Matthew 7:28 – 8:4
Jesus’ famous Sermon on the Mount was a call to moral and ethical living and was, no doubt, meant to give Christians a standard to follow. Today, however, there seem to be no more moral and ethical standards.
Matthew 27 ends with these words: “When Jesus had finished saying these things, the crowds were amazed at his teaching, because he taught as one who had authority, and not as their teachers of the law.”
Jesus’ powerful words and deeds astonished people. He had come to minister, not to be ministered to.
The multitudes that had followed him saw something unusual: a leper kneeling before Jesus instead of running away from the crowd (Matthew 8).
The Leper and the Crowd (vss. 1-2)
This crowd was in no mood for lepers. Lepers were outcasts and no one would go near them. They had just heard a beautiful sermon and were on a spiritual high, perhaps. They were happy. Now this leper would spoil it all!
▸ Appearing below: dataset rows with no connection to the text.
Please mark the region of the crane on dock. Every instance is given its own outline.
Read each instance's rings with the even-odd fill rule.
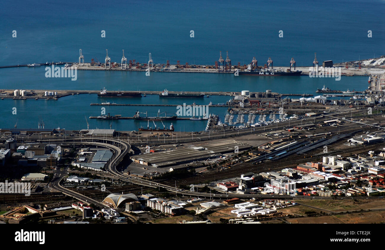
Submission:
[[[107,63],[108,63],[108,69],[111,69],[111,58],[108,56],[108,50],[107,49],[105,49],[105,51],[107,53],[107,55],[105,56],[105,59],[104,59],[104,69],[107,69]]]
[[[228,66],[229,69],[227,69]],[[225,71],[226,72],[231,70],[231,60],[229,58],[229,52],[226,51],[226,60],[225,60]]]
[[[79,49],[79,66],[82,65],[84,66],[84,56],[83,55],[83,53],[82,53],[82,49]],[[82,60],[82,62],[80,64],[80,60]]]
[[[224,68],[224,60],[223,60],[223,58],[222,57],[222,51],[219,51],[219,59],[218,60],[218,63],[219,64],[219,67],[218,68],[218,71],[221,72],[223,71]],[[221,69],[221,65],[222,65],[222,69]]]
[[[291,60],[290,60],[290,71],[291,71],[291,67],[293,65],[294,65],[294,70],[295,70],[295,61],[294,60],[294,57],[291,57]]]
[[[238,64],[240,64],[241,63],[238,63]],[[238,66],[239,65],[238,65]],[[253,57],[253,60],[251,60],[251,69],[256,69],[258,67],[258,60],[255,58],[255,57]]]
[[[90,124],[88,123],[88,121],[87,121],[87,117],[85,117],[85,116],[84,116],[84,118],[85,118],[85,122],[87,123],[87,129],[89,130],[90,129]]]
[[[154,62],[152,61],[152,59],[151,58],[151,53],[149,53],[148,54],[148,57],[149,57],[149,60],[148,60],[148,69],[149,70],[152,70],[152,68],[154,67],[154,64],[153,64]],[[150,68],[150,64],[151,64],[151,69]]]
[[[317,68],[318,68],[318,61],[317,60],[317,53],[314,53],[314,60],[313,61],[313,71],[315,71],[315,69],[314,69],[314,66],[316,64],[317,64]]]

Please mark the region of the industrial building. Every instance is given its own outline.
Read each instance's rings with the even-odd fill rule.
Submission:
[[[57,133],[54,129],[1,129],[0,133],[4,134],[5,136],[8,135],[27,135],[28,134],[35,134],[42,135],[52,135],[54,133]]]
[[[92,158],[92,163],[104,163],[108,161],[108,160],[112,157],[112,152],[108,149],[105,150],[98,150],[95,153],[95,155]]]
[[[180,213],[183,209],[182,206],[168,201],[161,198],[152,198],[147,200],[147,206],[159,210],[165,214],[172,215]]]
[[[114,193],[105,197],[103,200],[103,203],[107,203],[114,207],[123,207],[126,203],[133,201],[138,201],[138,198],[134,194],[122,195],[117,193]]]
[[[115,129],[82,129],[80,133],[95,137],[112,137],[115,135]]]
[[[146,166],[163,167],[218,158],[223,154],[234,153],[236,146],[239,152],[251,147],[243,143],[231,140],[136,155],[132,156],[131,159]]]
[[[4,166],[11,156],[10,149],[0,149],[0,164]]]
[[[48,176],[40,173],[28,173],[22,177],[22,181],[44,181]]]
[[[331,60],[328,61],[324,61],[322,62],[322,67],[324,68],[326,67],[332,67],[333,66],[333,61]]]

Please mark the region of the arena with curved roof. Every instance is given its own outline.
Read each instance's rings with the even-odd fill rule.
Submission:
[[[108,195],[103,200],[103,202],[110,204],[116,208],[123,207],[127,202],[137,201],[138,198],[134,194],[122,195],[114,193]]]

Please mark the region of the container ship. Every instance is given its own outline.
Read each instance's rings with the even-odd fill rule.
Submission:
[[[100,89],[98,96],[102,97],[142,97],[142,93],[139,92],[127,92],[126,91],[117,92],[107,92],[105,88]]]
[[[204,94],[187,94],[184,92],[180,92],[176,94],[170,94],[168,91],[165,89],[159,93],[159,97],[185,97],[203,98]]]
[[[163,112],[162,112],[163,113]],[[157,116],[154,116],[152,117],[149,117],[147,116],[147,112],[146,112],[146,113],[143,113],[143,114],[146,114],[146,117],[142,117],[140,116],[141,112],[139,111],[137,111],[135,113],[135,114],[134,115],[133,118],[135,120],[149,120],[151,121],[164,121],[167,120],[176,120],[176,116],[166,116],[166,112],[164,112],[164,116],[159,116],[159,115],[161,114],[159,112],[159,111],[158,111],[158,115]]]
[[[247,69],[244,70],[239,70],[238,74],[241,75],[249,76],[301,76],[302,71],[295,70],[295,61],[291,58],[290,61],[290,68],[286,70],[283,69],[273,69],[273,60],[271,57],[269,57],[267,61],[267,65],[265,65],[264,67],[258,67],[258,61],[255,57],[253,58],[251,63],[247,66]],[[270,64],[271,64],[271,68],[269,68]],[[291,70],[291,66],[294,65],[294,71]]]
[[[172,126],[172,123],[171,123],[171,125],[170,125],[169,129],[166,128],[166,127],[164,126],[164,124],[162,122],[162,124],[163,125],[163,129],[160,129],[159,128],[157,128],[156,124],[155,124],[155,122],[154,122],[154,120],[152,121],[152,122],[154,122],[154,125],[155,126],[155,128],[153,129],[152,128],[149,128],[150,121],[148,120],[147,121],[147,128],[140,128],[138,129],[139,131],[151,131],[151,132],[174,132],[174,126]]]

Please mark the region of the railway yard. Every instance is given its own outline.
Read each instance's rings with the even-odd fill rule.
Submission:
[[[353,197],[357,200],[382,199],[381,187],[385,185],[385,166],[383,167],[382,163],[385,162],[384,81],[383,74],[372,74],[368,87],[362,92],[346,94],[340,91],[343,93],[340,94],[327,91],[314,97],[310,94],[274,93],[269,90],[251,93],[248,91],[185,92],[231,97],[226,104],[210,104],[214,108],[206,117],[206,129],[201,131],[174,131],[170,127],[170,129],[163,131],[159,128],[132,131],[87,128],[64,132],[59,128],[42,130],[40,123],[37,129],[17,128],[16,124],[15,129],[2,129],[0,140],[4,145],[15,141],[21,147],[19,151],[19,148],[14,146],[14,149],[18,151],[12,152],[8,164],[18,164],[22,172],[33,169],[47,176],[44,181],[33,181],[35,187],[30,197],[2,194],[2,210],[38,205],[41,209],[45,204],[49,205],[47,208],[60,208],[57,204],[61,202],[75,203],[72,205],[77,208],[76,203],[80,202],[92,206],[95,218],[100,216],[98,210],[116,209],[133,223],[139,220],[156,223],[159,216],[164,223],[167,218],[171,218],[169,216],[186,216],[186,213],[201,214],[201,219],[216,222],[219,218],[248,217],[249,220],[259,222],[275,223],[284,218],[295,223],[306,221],[310,212],[318,215],[317,218],[324,215],[317,214],[319,211],[326,211],[321,206],[314,206],[315,210],[311,211],[305,209],[310,207],[307,204],[311,203],[306,202],[308,200],[326,202]],[[110,92],[114,95],[124,92]],[[157,91],[138,92],[144,95],[161,94]],[[0,92],[2,99],[16,100],[57,99],[87,94],[99,94],[99,91]],[[342,98],[326,98],[330,94]],[[114,102],[90,105],[177,106]],[[217,107],[227,109],[224,117],[216,114]],[[149,124],[150,119],[190,119],[188,116],[159,116],[159,117],[148,118]],[[146,120],[146,116],[124,117],[109,114],[89,118]],[[25,149],[39,145],[44,148],[55,148],[51,149],[52,153],[46,150],[42,155],[45,156],[34,156],[37,151],[27,153]],[[4,157],[6,149],[2,149]],[[104,151],[111,154],[107,154],[108,159],[103,158],[106,153]],[[38,159],[43,157],[49,163],[41,165]],[[34,162],[40,163],[34,165]],[[14,180],[21,177],[12,170],[4,174]],[[82,181],[84,182],[69,182],[71,181],[69,180],[74,178],[84,179]],[[294,188],[289,188],[293,185]],[[134,201],[126,203],[125,210],[112,204],[110,200],[114,200],[112,198],[107,199],[121,193],[125,195],[125,193],[136,196],[137,209],[133,208]],[[157,198],[149,198],[152,197]],[[158,201],[153,201],[154,199]],[[236,208],[238,209],[231,210],[234,208],[229,204],[234,201],[244,202],[245,205],[239,203]],[[159,207],[151,202],[160,202],[168,211],[157,213],[154,208]],[[256,202],[259,205],[253,203]],[[274,207],[281,208],[279,211],[272,209],[266,202],[276,203]],[[297,207],[288,209],[286,205],[301,206],[303,210],[298,211]],[[375,207],[382,211],[382,208]],[[0,219],[12,218],[8,215],[12,211],[6,211],[3,217],[0,215]],[[346,212],[327,211],[329,217]],[[65,214],[60,214],[62,215],[50,218],[58,221],[70,218]],[[186,218],[196,219],[194,216]]]

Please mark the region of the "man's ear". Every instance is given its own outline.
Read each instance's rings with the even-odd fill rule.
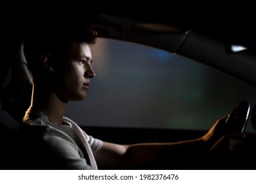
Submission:
[[[51,72],[54,71],[54,64],[51,54],[49,53],[44,53],[43,54],[41,59],[43,61],[43,66],[45,69],[48,69]]]

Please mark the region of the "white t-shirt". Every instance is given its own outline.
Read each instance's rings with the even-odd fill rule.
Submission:
[[[88,135],[68,118],[64,117],[62,124],[57,125],[42,112],[30,107],[23,122],[47,127],[43,135],[43,141],[56,158],[61,159],[64,169],[98,169],[95,156],[100,150],[102,141]]]

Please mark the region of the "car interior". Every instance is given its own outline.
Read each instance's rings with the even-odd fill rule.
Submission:
[[[4,37],[4,56],[1,61],[0,68],[0,139],[4,147],[0,154],[1,169],[26,169],[24,165],[26,162],[33,161],[31,160],[33,158],[41,158],[32,155],[31,159],[26,157],[23,159],[24,161],[17,160],[25,157],[22,152],[28,148],[26,145],[21,145],[20,139],[26,139],[33,135],[35,142],[33,148],[36,148],[37,143],[37,148],[42,148],[41,146],[39,147],[40,141],[37,137],[44,130],[39,129],[37,131],[40,133],[33,132],[33,135],[30,135],[30,132],[28,131],[26,135],[30,136],[24,135],[24,139],[16,133],[24,114],[30,105],[32,89],[29,69],[22,52],[23,35],[34,27],[38,27],[37,24],[41,22],[40,19],[37,20],[38,22],[35,22],[26,16],[23,18],[14,20],[12,24],[10,23],[11,25],[8,24]],[[70,19],[63,18],[59,22],[54,19],[53,23],[59,24],[64,29],[65,26],[77,23]],[[92,99],[87,99],[87,101],[81,103],[80,105],[77,102],[71,102],[66,114],[81,122],[79,125],[88,134],[106,141],[121,144],[175,142],[201,137],[215,120],[231,112],[241,101],[246,100],[250,104],[250,111],[245,114],[247,121],[245,133],[247,144],[244,152],[235,156],[223,155],[221,157],[220,155],[217,157],[218,160],[213,158],[216,161],[211,160],[209,164],[214,164],[214,167],[206,165],[203,161],[200,162],[201,164],[188,165],[188,163],[185,165],[181,159],[174,159],[174,165],[160,165],[156,168],[251,169],[251,166],[245,165],[248,162],[255,162],[253,158],[256,153],[255,28],[243,21],[230,22],[228,25],[225,24],[221,27],[220,24],[213,24],[211,21],[207,23],[201,20],[179,20],[166,16],[153,16],[150,14],[146,16],[124,12],[115,14],[108,11],[95,11],[79,19],[79,21],[81,21],[80,25],[83,25],[81,22],[89,21],[100,32],[98,39],[99,46],[96,43],[92,48],[92,51],[93,54],[95,53],[96,60],[99,62],[102,60],[98,65],[95,63],[95,70],[104,75],[100,76],[99,73],[98,80],[95,77],[95,86],[93,84],[91,90],[98,90],[98,92],[101,93],[93,95],[93,93],[96,92],[90,91],[92,93],[90,93],[89,95],[91,95]],[[47,19],[47,21],[49,20]],[[224,20],[219,22],[219,24],[225,22]],[[97,55],[103,50],[100,45],[104,44],[106,46],[103,48],[106,50],[102,52],[104,53],[102,54],[106,55],[108,52],[113,53],[113,55],[117,54],[117,61],[114,61],[115,58],[110,54],[107,56],[112,61],[104,61],[106,59],[104,56],[100,54]],[[135,46],[138,47],[134,50],[141,49],[140,52],[127,54],[130,50],[129,46]],[[140,46],[144,47],[139,48]],[[151,54],[150,52],[153,54]],[[151,58],[142,56],[142,53]],[[159,63],[152,61],[148,63],[149,59],[160,60],[160,56],[154,58],[154,54],[166,57],[168,63],[163,61]],[[137,56],[140,56],[135,57]],[[125,60],[124,58],[128,57],[133,59]],[[171,63],[171,59],[177,59],[182,64],[181,66],[178,65],[179,63]],[[142,65],[137,65],[135,62],[141,62]],[[200,65],[199,67],[203,65],[205,69],[196,69],[190,62]],[[110,70],[113,67],[116,70]],[[171,70],[167,69],[169,67],[174,68],[173,75],[169,75],[171,73]],[[118,69],[121,71],[119,73],[116,71]],[[146,75],[148,73],[145,71],[150,71],[152,74]],[[221,76],[215,76],[215,72],[225,76],[224,79]],[[197,75],[195,80],[200,84],[193,85],[194,81],[190,79],[190,76],[194,76],[195,73],[199,73],[201,75]],[[183,76],[184,73],[186,75]],[[134,78],[130,77],[129,75],[131,74],[133,74]],[[156,78],[155,75],[159,77],[158,80],[154,80]],[[122,76],[125,76],[121,78]],[[171,77],[171,80],[167,77]],[[215,80],[211,80],[211,78]],[[125,88],[127,87],[127,80],[129,82],[128,90],[135,92],[131,92],[130,95],[125,93],[127,92],[127,88]],[[175,82],[175,80],[182,82],[179,84]],[[124,82],[126,84],[121,85]],[[149,86],[143,85],[146,82],[149,83]],[[202,82],[206,84],[201,85]],[[160,83],[162,88],[158,87]],[[141,88],[137,88],[138,86]],[[177,90],[179,87],[181,88]],[[205,93],[199,92],[198,88],[203,88],[204,90],[202,91]],[[172,90],[175,90],[176,93],[172,93]],[[181,91],[183,90],[191,92],[182,95]],[[206,92],[211,95],[206,95]],[[170,93],[173,96],[177,95],[171,97],[169,95]],[[160,97],[162,95],[165,98]],[[98,101],[95,99],[97,97]],[[102,97],[105,97],[105,100]],[[117,99],[111,100],[110,97]],[[201,99],[200,101],[199,99]],[[156,103],[150,103],[151,100]],[[104,101],[104,103],[100,103],[100,101]],[[88,105],[86,105],[87,101]],[[88,114],[91,116],[83,116],[81,114],[85,108],[91,108],[91,114]],[[79,112],[79,115],[75,114],[77,111]],[[163,111],[165,112],[164,114],[161,113]],[[101,116],[98,115],[98,112],[102,113],[102,116]],[[156,113],[152,115],[154,112]],[[197,118],[193,118],[193,114]],[[173,116],[173,118],[170,117],[171,115]],[[179,116],[179,118],[177,116]],[[163,116],[165,116],[165,118],[161,118]],[[88,123],[86,123],[86,120],[88,120]],[[165,120],[166,123],[161,122],[163,120]],[[180,123],[179,121],[182,120],[187,122]],[[205,121],[207,120],[209,124],[205,124]],[[121,123],[121,121],[123,122]],[[142,123],[140,121],[144,122]],[[197,125],[195,125],[196,123],[198,123]],[[32,149],[30,150],[33,151]],[[19,162],[20,165],[16,165],[16,162]],[[43,158],[39,162],[43,163]],[[43,167],[42,165],[41,168]],[[34,169],[40,169],[40,164]]]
But good sermons are not meant to merely make us feel good and self-righteous. Often they are mean to prepare us to care for and serve others.
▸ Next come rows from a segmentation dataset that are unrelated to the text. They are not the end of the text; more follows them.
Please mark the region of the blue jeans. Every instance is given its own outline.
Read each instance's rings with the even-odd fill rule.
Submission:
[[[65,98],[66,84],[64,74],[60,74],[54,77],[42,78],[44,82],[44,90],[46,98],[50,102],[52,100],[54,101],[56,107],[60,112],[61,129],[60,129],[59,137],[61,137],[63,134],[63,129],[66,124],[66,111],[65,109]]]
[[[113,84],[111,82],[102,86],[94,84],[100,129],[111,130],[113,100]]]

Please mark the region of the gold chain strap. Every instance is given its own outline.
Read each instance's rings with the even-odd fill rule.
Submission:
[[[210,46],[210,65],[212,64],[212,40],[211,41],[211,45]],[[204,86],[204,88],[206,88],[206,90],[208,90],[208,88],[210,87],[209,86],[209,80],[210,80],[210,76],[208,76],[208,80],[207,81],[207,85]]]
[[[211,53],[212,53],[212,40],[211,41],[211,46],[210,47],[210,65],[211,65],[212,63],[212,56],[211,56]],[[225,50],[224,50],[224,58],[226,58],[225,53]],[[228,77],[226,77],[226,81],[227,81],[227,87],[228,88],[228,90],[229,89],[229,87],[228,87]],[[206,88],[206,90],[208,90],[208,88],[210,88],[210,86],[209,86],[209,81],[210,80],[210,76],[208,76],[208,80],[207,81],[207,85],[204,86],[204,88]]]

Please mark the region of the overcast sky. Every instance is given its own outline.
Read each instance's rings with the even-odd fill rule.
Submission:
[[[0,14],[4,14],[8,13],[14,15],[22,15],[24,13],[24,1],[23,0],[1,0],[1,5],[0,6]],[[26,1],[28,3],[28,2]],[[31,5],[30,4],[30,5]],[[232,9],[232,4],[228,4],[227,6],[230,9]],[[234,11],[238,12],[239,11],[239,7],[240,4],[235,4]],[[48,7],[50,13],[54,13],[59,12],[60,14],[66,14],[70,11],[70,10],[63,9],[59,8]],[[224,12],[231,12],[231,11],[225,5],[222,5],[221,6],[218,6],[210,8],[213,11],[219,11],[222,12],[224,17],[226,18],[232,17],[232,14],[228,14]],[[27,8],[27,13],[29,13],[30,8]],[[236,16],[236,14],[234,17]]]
The lepers in the Bible give us a good picture of what sin has done to all of us: we are all unclean. Romans 3:10-12 says, “There is no one righteous, not even one; there is no one who understands, no one who seeks God. All have turned away, they have together become worthless; there is no one who does good, not even one.”
Our sins have earned us death. “For the wages of sin is death but the gift of God is eternal life in Christ Jesus our Lord.” (Romans 6:23)
Sadly, many Christians have no time or compassion for the “unclean”. They want Jesus to save only clean and respectable people… but Jesus came to save the unclean and the lost! “For the Son of Man came to seek and to save what was lost.” (Luke 19:10)
The Leper and Christ (vs. 2)
The leper came and worshipped Jesus and called him Lord… just like the thief on the cross (Luke 23:42) and the woman caught in adultery (Luke 8:11) did. This leper actually believed that Jesus could do anything — even heal him.
Jesus was full of compassion for this man (Mark 1:41). Compassion is feeling what another feels — not just saying that you do. Jesus could identify with the man’s pain.
Jesus touched the rejected then and still touches those who need him today. Do we touch anyone in the name of Jesus? Or are we ignoring the untouchables? Yes, God touches people today… but He uses people like you and me.
The Leper Made Clean (vss. 3-4)
Jesus said to the leper: “I am willing, be clean!” Jesus wants to make people clean and no one is too dirty for Jesus to clean. Imagine this leper’s joy at being healed. Have you experienced the joy of being made clean?